Ce plan « gagnant-gagnant » est plutôt un plan « gagnant-perdant » que même les Israéliens ne devraient pas soutenir. Lors de sa présentation, le Président américain a ajouté qu’il fallait qu’il

  « fasse beaucoup pour les Palestiniens, ou ce serait injuste » mais n’a pas été explicite sur ce qu’il entendait par « faire beaucoup.»

   C’est, à l’évidence, une proposition unilatérale non négociée, sachant que les relations entre Palestiniens et Américains sont gelées.

  Ce projet nommé par Netanyahu « l’accord du siècle » n’intervient pas dans un moment propice, ni à bon escient.

Présentée d’abord lundi 27 janvier dernier par Donald Trump au premier ministre par intérim, Benyamin Netanyahu et à son challenger arrivé en tête des dernières élections de septembre 2019, Benny Gantz, la proposition a été établie sans pourparlers avec les Palestiniens. Comment prétendre mettre en place un plan qui ignore la moitié des interlocuteurs ?  

  Aucun responsable palestinien n’a été invité à Washington pour discuter du plan avec l’administration américaine. 

  Benyamin Netanyahou est maintenu au poste de Premier ministre par intérim. Un statut quelque peu précaire pour négocier un accord international. C’est pourquoi, le président Trump avait également convié à Washington le leader du parti Bleu Blanc, Benny Gantz. 

Ce plan considéré par son auteur comme un « grand pas vers la paix », d’une asymétrie éclatante, risque de rester un vœu pieux.

 Les Palestiniens ne pourront tirer le moindre avantage de cette « vision » avant d’avoir rempli une longue liste de pré-conditions, à commencer par le désarmement de la milice du Hamas, à Gaza.

 Ce plan a naturellement été immédiatement rejeté par la partie absente à Washington, l’Autorité palestinienne. 

Officiellement présenté mardi, il s’inscrit dans la solution des deux Etats soutenue par les Nations unies : la création d’une Palestine au côté d’Israël. Dans ses détails, la version de Donald Trump tire un trait sur toute référence aux résolutions onusiennes concernées. 

  Ce plan est tout simplement un « coup » de communication israélo-américain. Tout le monde est d’accord pour dire qu’il est irréalisable en l’état.

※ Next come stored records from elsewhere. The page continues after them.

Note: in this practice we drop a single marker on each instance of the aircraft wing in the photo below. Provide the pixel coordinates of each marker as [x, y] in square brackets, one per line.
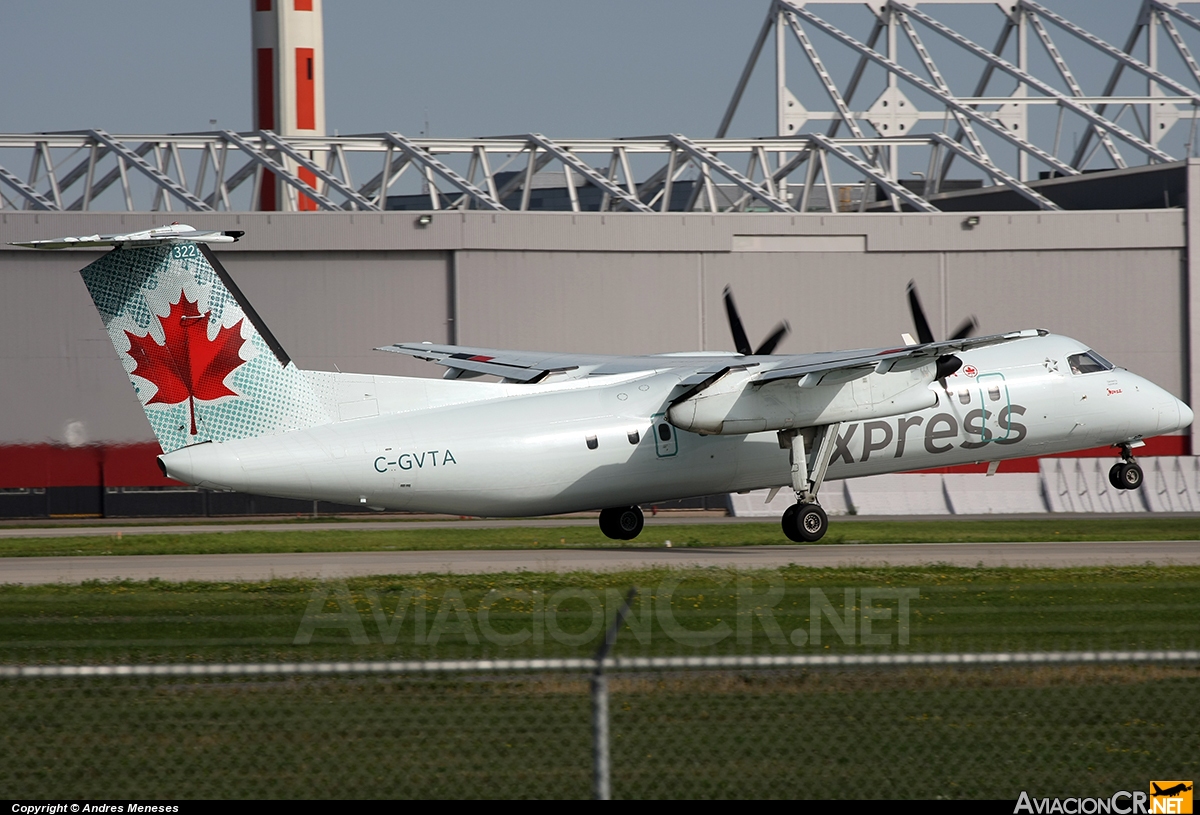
[882, 360]
[519, 365]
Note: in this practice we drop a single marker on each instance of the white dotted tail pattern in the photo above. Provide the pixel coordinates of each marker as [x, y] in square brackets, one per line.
[193, 358]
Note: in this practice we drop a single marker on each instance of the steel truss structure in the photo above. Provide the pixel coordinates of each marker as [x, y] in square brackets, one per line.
[1024, 99]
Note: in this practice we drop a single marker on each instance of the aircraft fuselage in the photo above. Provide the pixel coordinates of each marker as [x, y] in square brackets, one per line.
[606, 442]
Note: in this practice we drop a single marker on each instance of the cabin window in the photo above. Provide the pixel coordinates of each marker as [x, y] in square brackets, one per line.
[1089, 363]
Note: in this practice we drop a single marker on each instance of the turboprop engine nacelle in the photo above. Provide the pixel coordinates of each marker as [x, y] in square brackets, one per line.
[736, 405]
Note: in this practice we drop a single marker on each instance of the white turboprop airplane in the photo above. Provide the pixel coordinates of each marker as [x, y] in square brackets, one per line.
[570, 432]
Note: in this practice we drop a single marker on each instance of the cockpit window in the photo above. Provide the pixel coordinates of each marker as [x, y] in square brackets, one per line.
[1089, 363]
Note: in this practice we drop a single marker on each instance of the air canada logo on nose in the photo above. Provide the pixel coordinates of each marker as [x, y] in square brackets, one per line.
[187, 366]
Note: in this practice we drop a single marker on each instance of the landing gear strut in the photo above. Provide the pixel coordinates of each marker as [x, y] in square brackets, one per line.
[622, 522]
[804, 521]
[1126, 474]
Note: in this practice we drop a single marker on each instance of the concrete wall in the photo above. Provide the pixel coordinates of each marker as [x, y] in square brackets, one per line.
[334, 286]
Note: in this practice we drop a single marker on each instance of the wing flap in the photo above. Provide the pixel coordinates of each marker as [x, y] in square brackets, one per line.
[888, 359]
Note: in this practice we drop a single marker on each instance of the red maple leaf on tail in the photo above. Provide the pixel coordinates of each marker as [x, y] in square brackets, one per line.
[189, 366]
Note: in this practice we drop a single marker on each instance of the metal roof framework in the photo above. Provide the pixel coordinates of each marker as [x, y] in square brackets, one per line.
[913, 117]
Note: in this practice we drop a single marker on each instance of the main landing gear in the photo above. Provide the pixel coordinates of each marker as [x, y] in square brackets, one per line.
[622, 522]
[804, 521]
[1126, 474]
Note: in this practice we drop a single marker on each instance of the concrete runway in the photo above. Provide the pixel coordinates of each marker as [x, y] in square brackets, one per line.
[31, 570]
[105, 528]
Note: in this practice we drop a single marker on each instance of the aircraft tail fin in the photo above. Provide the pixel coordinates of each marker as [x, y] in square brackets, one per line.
[202, 361]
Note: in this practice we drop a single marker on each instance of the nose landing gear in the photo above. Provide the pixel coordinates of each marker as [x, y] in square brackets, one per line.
[622, 522]
[805, 522]
[1126, 474]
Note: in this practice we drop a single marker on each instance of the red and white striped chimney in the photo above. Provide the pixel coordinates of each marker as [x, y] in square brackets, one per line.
[289, 82]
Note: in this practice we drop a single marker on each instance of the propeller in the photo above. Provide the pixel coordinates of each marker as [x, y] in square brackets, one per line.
[947, 364]
[741, 341]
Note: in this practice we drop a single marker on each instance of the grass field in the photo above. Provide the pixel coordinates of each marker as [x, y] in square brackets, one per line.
[792, 610]
[921, 733]
[414, 537]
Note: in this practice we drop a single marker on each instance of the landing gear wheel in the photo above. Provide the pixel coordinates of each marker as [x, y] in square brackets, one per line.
[813, 522]
[805, 523]
[1115, 475]
[1131, 477]
[622, 522]
[790, 527]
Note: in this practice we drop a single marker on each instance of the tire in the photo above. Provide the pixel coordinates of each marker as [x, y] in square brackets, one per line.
[791, 529]
[811, 522]
[1115, 475]
[1131, 477]
[609, 523]
[628, 522]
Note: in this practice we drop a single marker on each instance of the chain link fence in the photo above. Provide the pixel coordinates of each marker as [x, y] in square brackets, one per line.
[810, 726]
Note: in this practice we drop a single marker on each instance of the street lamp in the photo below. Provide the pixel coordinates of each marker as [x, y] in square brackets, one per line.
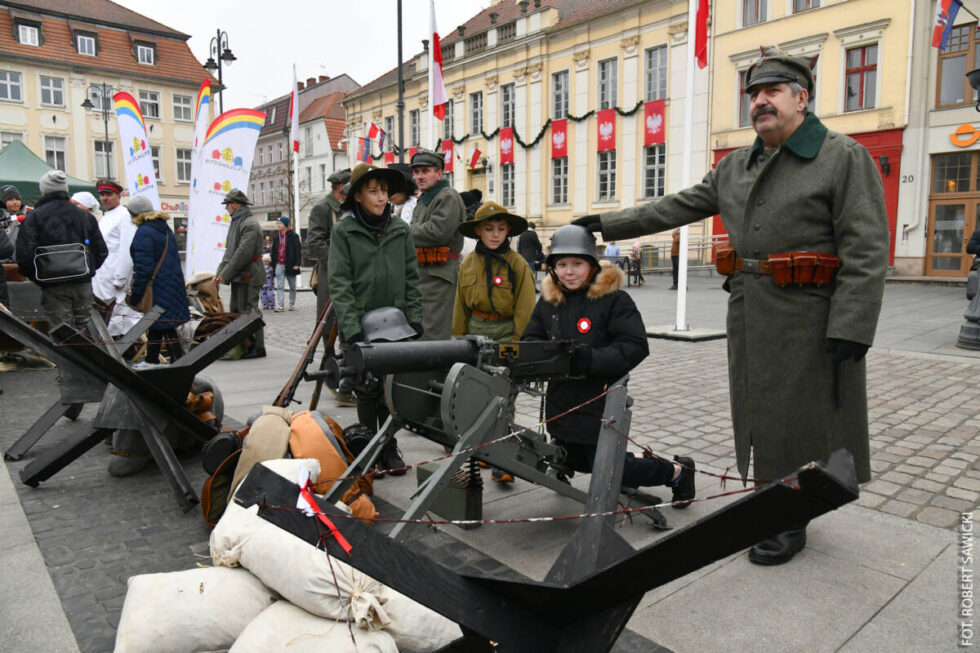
[219, 51]
[102, 93]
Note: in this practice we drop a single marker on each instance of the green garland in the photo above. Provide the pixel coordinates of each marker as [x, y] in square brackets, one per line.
[537, 139]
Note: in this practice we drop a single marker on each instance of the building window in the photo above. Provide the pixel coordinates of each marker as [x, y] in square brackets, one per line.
[655, 171]
[150, 104]
[559, 181]
[475, 43]
[183, 158]
[155, 155]
[28, 35]
[103, 171]
[753, 11]
[54, 151]
[507, 109]
[559, 95]
[507, 184]
[85, 44]
[52, 91]
[963, 47]
[861, 76]
[145, 54]
[744, 119]
[389, 133]
[183, 108]
[656, 64]
[476, 113]
[607, 84]
[447, 122]
[10, 88]
[607, 176]
[413, 128]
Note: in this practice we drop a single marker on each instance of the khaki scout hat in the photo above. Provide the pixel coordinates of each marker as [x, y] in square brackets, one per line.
[776, 66]
[237, 196]
[427, 158]
[492, 210]
[364, 172]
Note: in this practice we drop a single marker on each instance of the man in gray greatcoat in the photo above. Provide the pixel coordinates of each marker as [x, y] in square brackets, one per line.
[241, 266]
[795, 350]
[437, 242]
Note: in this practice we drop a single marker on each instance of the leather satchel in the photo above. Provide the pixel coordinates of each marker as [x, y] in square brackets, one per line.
[146, 302]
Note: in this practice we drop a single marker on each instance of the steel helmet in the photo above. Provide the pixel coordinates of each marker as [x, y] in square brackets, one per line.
[387, 324]
[572, 240]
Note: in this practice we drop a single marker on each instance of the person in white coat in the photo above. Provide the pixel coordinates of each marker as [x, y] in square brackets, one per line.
[111, 280]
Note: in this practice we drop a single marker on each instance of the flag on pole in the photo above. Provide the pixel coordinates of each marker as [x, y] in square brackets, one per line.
[701, 34]
[944, 22]
[294, 114]
[439, 99]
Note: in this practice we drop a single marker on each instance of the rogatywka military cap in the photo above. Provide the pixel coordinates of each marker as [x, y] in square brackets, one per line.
[427, 158]
[776, 66]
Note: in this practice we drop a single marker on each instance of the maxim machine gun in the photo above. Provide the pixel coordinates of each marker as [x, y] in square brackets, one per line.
[460, 393]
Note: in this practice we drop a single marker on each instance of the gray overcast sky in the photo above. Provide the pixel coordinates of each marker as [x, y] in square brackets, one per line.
[322, 37]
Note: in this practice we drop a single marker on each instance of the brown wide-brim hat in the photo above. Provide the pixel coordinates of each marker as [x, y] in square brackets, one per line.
[492, 210]
[365, 172]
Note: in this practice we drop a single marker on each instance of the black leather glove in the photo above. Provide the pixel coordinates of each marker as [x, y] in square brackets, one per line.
[590, 222]
[843, 350]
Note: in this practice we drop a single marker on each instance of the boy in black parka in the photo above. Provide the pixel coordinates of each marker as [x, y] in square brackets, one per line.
[591, 307]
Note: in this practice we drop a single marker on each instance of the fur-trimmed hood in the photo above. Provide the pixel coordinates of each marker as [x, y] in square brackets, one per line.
[607, 280]
[149, 215]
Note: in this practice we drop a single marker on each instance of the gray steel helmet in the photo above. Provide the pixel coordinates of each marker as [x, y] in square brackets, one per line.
[387, 324]
[572, 240]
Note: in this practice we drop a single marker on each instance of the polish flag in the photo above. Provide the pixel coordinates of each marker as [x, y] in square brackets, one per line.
[294, 114]
[439, 99]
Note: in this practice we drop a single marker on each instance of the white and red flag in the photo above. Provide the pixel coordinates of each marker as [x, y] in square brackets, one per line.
[294, 114]
[439, 99]
[559, 139]
[606, 122]
[653, 123]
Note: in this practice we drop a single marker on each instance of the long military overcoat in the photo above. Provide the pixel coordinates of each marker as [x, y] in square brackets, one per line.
[819, 192]
[434, 224]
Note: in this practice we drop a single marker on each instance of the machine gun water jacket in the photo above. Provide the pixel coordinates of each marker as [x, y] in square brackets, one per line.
[819, 192]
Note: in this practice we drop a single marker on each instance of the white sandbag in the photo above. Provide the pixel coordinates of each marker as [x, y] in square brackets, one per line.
[416, 628]
[286, 628]
[188, 611]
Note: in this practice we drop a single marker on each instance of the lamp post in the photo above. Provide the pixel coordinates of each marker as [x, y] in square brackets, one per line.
[219, 51]
[103, 94]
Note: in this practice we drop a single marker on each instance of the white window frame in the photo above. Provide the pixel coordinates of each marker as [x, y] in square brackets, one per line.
[476, 113]
[559, 181]
[50, 147]
[185, 163]
[560, 93]
[183, 104]
[656, 76]
[9, 85]
[607, 89]
[82, 43]
[606, 173]
[146, 102]
[29, 35]
[98, 148]
[53, 87]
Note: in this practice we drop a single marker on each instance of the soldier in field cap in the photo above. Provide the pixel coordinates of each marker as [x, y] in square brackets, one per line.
[437, 243]
[808, 250]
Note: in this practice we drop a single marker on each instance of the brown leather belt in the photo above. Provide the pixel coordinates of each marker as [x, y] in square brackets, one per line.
[490, 316]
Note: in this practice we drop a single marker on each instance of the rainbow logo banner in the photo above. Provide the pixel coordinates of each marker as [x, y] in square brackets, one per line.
[137, 157]
[224, 163]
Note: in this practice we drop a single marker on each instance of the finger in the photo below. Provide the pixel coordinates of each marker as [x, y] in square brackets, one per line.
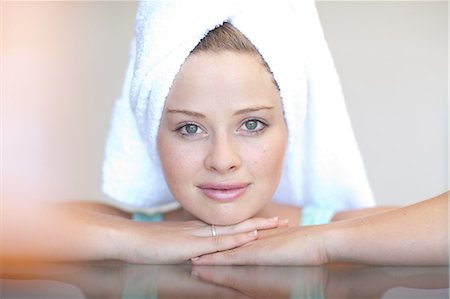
[224, 242]
[225, 257]
[249, 225]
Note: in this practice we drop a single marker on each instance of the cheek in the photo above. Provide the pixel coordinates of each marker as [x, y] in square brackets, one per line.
[179, 162]
[266, 159]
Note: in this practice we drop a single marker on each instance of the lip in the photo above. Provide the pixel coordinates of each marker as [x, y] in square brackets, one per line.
[223, 192]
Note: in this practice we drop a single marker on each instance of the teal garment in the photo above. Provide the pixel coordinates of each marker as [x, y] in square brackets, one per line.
[315, 215]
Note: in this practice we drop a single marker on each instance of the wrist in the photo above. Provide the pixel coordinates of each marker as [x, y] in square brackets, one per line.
[335, 241]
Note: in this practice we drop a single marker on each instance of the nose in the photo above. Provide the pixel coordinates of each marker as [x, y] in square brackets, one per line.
[223, 156]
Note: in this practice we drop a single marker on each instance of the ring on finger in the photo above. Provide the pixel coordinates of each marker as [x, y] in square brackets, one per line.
[213, 230]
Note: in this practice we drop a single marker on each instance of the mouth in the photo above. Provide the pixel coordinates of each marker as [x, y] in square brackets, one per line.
[223, 192]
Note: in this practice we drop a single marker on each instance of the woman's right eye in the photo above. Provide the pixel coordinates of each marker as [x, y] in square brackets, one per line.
[190, 130]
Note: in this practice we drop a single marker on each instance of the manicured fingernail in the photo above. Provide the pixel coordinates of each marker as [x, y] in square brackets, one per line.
[252, 233]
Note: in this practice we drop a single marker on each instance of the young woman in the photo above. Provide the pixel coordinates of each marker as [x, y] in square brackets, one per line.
[249, 134]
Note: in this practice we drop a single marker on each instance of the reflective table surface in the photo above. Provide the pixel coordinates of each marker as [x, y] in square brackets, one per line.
[116, 280]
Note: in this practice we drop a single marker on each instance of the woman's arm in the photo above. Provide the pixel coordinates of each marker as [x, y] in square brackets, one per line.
[80, 232]
[413, 235]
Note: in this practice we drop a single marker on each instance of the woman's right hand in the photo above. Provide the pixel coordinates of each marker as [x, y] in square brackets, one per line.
[177, 242]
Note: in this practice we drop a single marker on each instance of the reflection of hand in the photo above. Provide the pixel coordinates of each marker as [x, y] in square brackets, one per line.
[266, 282]
[281, 246]
[373, 282]
[175, 242]
[172, 281]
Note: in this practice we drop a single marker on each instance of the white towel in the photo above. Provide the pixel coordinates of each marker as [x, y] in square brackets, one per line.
[323, 166]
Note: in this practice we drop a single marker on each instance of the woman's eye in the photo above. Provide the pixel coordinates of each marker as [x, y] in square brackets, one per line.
[253, 125]
[190, 129]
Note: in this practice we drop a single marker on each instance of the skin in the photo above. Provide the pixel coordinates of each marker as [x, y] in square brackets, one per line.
[223, 124]
[225, 151]
[412, 235]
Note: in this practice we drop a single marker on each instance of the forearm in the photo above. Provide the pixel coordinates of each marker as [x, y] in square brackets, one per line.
[46, 232]
[413, 235]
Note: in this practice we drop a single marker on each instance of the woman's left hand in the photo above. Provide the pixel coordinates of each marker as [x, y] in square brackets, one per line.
[281, 246]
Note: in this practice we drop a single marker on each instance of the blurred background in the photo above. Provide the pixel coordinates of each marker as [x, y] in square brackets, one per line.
[62, 65]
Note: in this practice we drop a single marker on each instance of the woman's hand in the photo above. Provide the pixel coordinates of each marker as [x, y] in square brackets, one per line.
[176, 242]
[281, 246]
[413, 235]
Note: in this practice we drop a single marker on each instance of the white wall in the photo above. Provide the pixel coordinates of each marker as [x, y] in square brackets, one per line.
[63, 63]
[392, 60]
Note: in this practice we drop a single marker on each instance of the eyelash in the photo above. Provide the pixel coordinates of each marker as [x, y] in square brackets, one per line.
[256, 131]
[181, 129]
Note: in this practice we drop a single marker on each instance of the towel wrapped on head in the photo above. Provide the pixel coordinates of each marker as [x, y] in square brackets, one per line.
[323, 166]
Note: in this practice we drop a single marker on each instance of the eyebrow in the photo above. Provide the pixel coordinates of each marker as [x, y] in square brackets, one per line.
[200, 115]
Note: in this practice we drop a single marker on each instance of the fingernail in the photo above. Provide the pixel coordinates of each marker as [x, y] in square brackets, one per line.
[252, 233]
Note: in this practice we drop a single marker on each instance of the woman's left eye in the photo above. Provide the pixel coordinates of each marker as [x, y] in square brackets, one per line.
[253, 125]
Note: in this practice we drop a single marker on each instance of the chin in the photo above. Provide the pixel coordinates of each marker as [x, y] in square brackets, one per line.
[223, 219]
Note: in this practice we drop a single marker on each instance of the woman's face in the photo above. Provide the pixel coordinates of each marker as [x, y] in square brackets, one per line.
[222, 137]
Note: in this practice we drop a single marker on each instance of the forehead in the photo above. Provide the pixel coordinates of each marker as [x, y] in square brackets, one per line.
[225, 76]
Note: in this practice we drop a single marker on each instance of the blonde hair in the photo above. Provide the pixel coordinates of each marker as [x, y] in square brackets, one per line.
[228, 37]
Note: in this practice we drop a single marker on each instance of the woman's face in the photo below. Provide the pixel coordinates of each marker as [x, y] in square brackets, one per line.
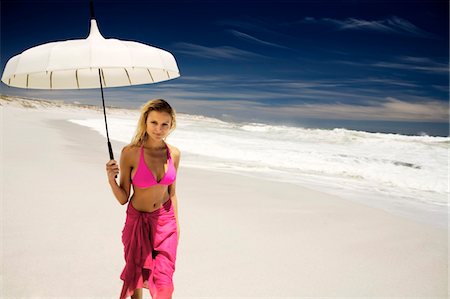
[158, 124]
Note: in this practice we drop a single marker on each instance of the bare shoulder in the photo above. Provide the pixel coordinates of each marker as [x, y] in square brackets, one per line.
[174, 150]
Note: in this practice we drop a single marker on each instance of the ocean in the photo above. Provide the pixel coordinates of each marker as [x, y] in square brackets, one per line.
[404, 175]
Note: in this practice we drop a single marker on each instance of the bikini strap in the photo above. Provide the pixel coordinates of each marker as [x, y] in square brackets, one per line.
[168, 151]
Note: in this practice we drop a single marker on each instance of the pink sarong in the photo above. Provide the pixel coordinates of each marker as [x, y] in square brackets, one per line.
[150, 246]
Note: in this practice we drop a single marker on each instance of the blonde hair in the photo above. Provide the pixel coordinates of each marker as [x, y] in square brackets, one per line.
[159, 105]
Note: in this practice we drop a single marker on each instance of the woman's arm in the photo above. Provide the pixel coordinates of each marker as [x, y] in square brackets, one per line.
[122, 192]
[172, 188]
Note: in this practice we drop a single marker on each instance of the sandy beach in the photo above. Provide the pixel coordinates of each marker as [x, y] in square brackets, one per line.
[241, 237]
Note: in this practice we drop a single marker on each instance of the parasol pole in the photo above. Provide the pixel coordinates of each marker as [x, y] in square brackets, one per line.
[111, 155]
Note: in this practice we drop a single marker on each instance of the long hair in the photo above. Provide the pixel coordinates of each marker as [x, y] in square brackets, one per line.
[159, 105]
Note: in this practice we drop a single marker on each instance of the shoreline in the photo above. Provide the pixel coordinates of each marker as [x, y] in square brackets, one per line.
[241, 237]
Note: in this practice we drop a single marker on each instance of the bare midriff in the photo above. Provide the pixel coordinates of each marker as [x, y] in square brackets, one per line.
[150, 199]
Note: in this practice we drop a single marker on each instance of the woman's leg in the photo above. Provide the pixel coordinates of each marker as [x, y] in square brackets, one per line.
[165, 250]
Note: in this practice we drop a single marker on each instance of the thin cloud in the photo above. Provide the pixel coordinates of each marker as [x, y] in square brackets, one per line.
[221, 52]
[393, 25]
[250, 38]
[392, 109]
[421, 64]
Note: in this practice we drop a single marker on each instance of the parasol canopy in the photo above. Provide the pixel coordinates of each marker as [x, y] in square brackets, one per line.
[94, 62]
[74, 64]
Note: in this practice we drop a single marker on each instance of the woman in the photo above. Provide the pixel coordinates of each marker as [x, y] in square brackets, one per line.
[151, 232]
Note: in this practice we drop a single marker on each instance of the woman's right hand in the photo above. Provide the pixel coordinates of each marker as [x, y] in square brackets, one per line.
[112, 170]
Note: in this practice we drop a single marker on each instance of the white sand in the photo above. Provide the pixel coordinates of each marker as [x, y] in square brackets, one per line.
[240, 237]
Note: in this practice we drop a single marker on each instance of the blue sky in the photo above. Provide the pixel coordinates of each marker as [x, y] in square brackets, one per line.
[370, 65]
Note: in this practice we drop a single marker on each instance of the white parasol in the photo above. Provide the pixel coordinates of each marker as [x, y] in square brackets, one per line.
[94, 62]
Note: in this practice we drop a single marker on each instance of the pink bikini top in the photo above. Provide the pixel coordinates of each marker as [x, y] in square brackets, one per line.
[144, 178]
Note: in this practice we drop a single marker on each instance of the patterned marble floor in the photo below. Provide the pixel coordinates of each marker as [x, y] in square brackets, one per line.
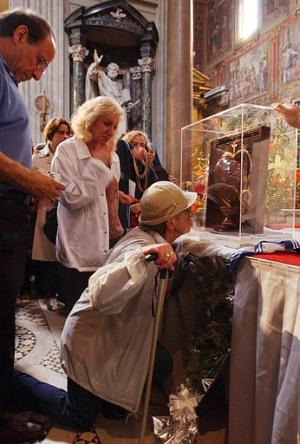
[37, 352]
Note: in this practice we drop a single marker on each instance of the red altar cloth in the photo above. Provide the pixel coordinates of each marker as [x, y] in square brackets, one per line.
[284, 258]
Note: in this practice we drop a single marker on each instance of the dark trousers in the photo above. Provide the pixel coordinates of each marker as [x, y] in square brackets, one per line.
[73, 283]
[77, 408]
[14, 231]
[47, 282]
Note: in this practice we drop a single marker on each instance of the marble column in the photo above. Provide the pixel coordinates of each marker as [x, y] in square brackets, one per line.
[79, 53]
[179, 82]
[146, 67]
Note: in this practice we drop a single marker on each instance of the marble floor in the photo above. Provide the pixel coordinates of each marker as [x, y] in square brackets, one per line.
[37, 352]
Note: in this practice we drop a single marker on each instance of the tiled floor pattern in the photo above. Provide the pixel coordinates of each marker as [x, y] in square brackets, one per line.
[37, 352]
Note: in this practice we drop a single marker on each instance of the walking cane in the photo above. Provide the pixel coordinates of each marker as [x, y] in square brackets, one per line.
[164, 276]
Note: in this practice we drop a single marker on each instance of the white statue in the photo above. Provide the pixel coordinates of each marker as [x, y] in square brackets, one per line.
[106, 84]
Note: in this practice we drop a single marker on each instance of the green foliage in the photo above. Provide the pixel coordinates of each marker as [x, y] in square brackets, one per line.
[214, 292]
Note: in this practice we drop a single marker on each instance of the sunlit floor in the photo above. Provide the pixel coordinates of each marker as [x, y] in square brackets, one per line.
[37, 353]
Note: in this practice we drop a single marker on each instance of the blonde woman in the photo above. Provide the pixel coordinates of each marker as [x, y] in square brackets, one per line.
[83, 164]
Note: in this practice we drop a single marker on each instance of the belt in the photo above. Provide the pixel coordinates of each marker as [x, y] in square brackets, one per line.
[16, 196]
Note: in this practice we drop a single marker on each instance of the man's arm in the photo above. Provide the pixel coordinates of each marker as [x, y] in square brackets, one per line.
[290, 113]
[30, 181]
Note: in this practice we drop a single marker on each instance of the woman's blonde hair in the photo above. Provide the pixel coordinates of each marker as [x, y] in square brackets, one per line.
[129, 137]
[87, 114]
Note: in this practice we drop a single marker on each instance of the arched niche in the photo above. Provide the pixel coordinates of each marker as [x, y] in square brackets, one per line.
[122, 35]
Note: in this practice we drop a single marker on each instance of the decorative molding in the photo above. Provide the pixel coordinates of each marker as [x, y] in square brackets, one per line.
[78, 52]
[136, 72]
[146, 64]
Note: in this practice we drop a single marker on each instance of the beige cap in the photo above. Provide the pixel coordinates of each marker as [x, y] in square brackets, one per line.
[162, 201]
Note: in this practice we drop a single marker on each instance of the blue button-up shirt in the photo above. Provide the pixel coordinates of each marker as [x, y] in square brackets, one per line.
[15, 137]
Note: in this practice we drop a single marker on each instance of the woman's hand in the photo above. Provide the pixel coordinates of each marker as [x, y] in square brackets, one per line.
[290, 113]
[166, 255]
[126, 198]
[135, 208]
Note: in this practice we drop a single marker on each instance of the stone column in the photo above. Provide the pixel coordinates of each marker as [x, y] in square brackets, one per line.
[146, 66]
[179, 81]
[79, 53]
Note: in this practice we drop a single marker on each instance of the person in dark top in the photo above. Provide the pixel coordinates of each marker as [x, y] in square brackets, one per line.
[140, 168]
[26, 49]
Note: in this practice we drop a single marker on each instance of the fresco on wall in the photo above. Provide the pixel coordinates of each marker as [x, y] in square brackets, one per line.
[219, 30]
[289, 55]
[249, 75]
[274, 11]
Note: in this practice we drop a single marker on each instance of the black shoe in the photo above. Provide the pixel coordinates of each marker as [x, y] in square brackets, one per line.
[15, 431]
[112, 411]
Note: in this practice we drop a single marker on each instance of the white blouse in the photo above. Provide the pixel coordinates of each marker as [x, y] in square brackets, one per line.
[83, 232]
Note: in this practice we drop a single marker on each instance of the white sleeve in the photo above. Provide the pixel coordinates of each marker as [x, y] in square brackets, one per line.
[114, 284]
[83, 187]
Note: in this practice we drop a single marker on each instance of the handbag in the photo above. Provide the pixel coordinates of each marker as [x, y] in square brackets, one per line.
[50, 226]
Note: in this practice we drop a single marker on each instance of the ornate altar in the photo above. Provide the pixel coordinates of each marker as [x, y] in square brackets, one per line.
[119, 33]
[242, 164]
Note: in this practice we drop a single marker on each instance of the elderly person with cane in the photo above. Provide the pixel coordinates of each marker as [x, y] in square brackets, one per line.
[106, 340]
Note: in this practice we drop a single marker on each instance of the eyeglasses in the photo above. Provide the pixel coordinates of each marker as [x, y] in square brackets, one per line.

Il est rejeté par toutes les parties concernées, sauf Israël.

L’Egypte a adopté une position prudente et le Maroc comme l’Arabie saoudite « apprécie les efforts de l’administration du président Trump. » 

La formule de « solution négociée et viable à deux Etats, acceptable par les deux parties » a été reprise par le chef de la diplomatie allemande, Heiko Maas.

L’EU allait « étudier et évaluer les propositions avancées ». La Russie a pour sa part prôné des « négociations directes » entre Israéliens et Palestiniens, afin de parvenir à un « compromis mutuellement acceptable ». 

A New York, le porte-parole des Nations Unies a rappelé que l’organisation internationale s’en tenait aux frontières définies en 1967. « La position des Nations unies sur la solution à deux Etats a été définie à travers les ans par des résolutions pertinentes du Conseil de sécurité et de l’Assemblée générale auxquelles est tenu le secrétariat de l’ONU ». 

  Le seul mérite de ce plan aura été de remettre le problème israélo-palestinien sur la table des différentes chancelleries.